Nope, I just had the Boga Capt. It looked maybe 27" and fat. I was out yesterday afternoon and caught a red but left to come in and eat dinner. The wind this morning is from a better direction. It's straight onshore about 15-20 so I may go back after 'em in a little while.


----------



## Ryanlovesfishing (Mar 9, 2007)

nice fish...looks like u had fun


----------



## dbarham (Aug 13, 2005)

nice work fellas im raring 2 go


----------



## FishFinder (May 25, 2004)

purty...

Not you, the fish lmao...


----------



## GHSmacker (Feb 27, 2006)

Nice work

Reds and big trout do like the same territory. I found that out first hand last year.


----------



## Redfishr (Jul 26, 2004)

GHSmacker said:


> Nice work
> 
> Reds and big trout do like the same territory. I found that out first hand last year.

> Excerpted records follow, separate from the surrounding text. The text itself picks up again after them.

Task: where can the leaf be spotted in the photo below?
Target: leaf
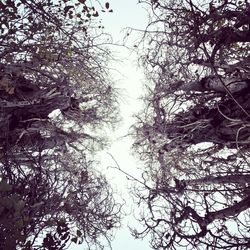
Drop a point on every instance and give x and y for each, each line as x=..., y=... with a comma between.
x=107, y=5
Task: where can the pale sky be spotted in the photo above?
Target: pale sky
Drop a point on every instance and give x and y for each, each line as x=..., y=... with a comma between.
x=129, y=78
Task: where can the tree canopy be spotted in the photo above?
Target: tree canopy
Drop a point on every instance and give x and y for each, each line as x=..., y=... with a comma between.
x=55, y=93
x=194, y=132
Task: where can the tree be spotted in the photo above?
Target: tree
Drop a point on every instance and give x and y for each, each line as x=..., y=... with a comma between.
x=55, y=95
x=194, y=133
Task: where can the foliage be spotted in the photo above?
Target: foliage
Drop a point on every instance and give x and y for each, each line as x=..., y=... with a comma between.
x=55, y=95
x=194, y=133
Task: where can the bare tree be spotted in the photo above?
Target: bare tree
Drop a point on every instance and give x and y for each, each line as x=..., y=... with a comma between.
x=55, y=95
x=194, y=133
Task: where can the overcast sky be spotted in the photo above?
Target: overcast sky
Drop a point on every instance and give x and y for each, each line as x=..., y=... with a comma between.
x=129, y=78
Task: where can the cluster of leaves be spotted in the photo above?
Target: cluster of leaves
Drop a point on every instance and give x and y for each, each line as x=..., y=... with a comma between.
x=55, y=94
x=194, y=133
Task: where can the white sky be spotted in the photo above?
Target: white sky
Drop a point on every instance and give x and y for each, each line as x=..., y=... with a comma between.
x=129, y=78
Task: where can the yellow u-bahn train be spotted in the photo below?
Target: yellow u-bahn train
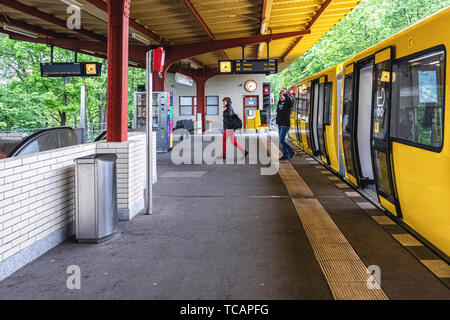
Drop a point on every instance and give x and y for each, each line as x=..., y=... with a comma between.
x=378, y=120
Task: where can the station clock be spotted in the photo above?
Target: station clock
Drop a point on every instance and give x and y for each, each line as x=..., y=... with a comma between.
x=250, y=85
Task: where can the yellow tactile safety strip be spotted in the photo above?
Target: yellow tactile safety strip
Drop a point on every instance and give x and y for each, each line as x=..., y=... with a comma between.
x=347, y=276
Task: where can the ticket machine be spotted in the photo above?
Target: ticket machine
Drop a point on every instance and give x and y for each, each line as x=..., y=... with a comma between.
x=162, y=117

Ditto on that. One of the biggest trout I've ever seen caught was hooked in a marsh pond way back in the marsh in 10 inches of water with a very large school of reds, a friend and I were chasing. Dang bi-catch.


----------



## deke (Oct 5, 2004)

Dang bi-catch.

LOL, you darn Redfish snobs.


----------



## mansfieldcrazy32 (Jun 27, 2007)

great catch congrats!!!!


----------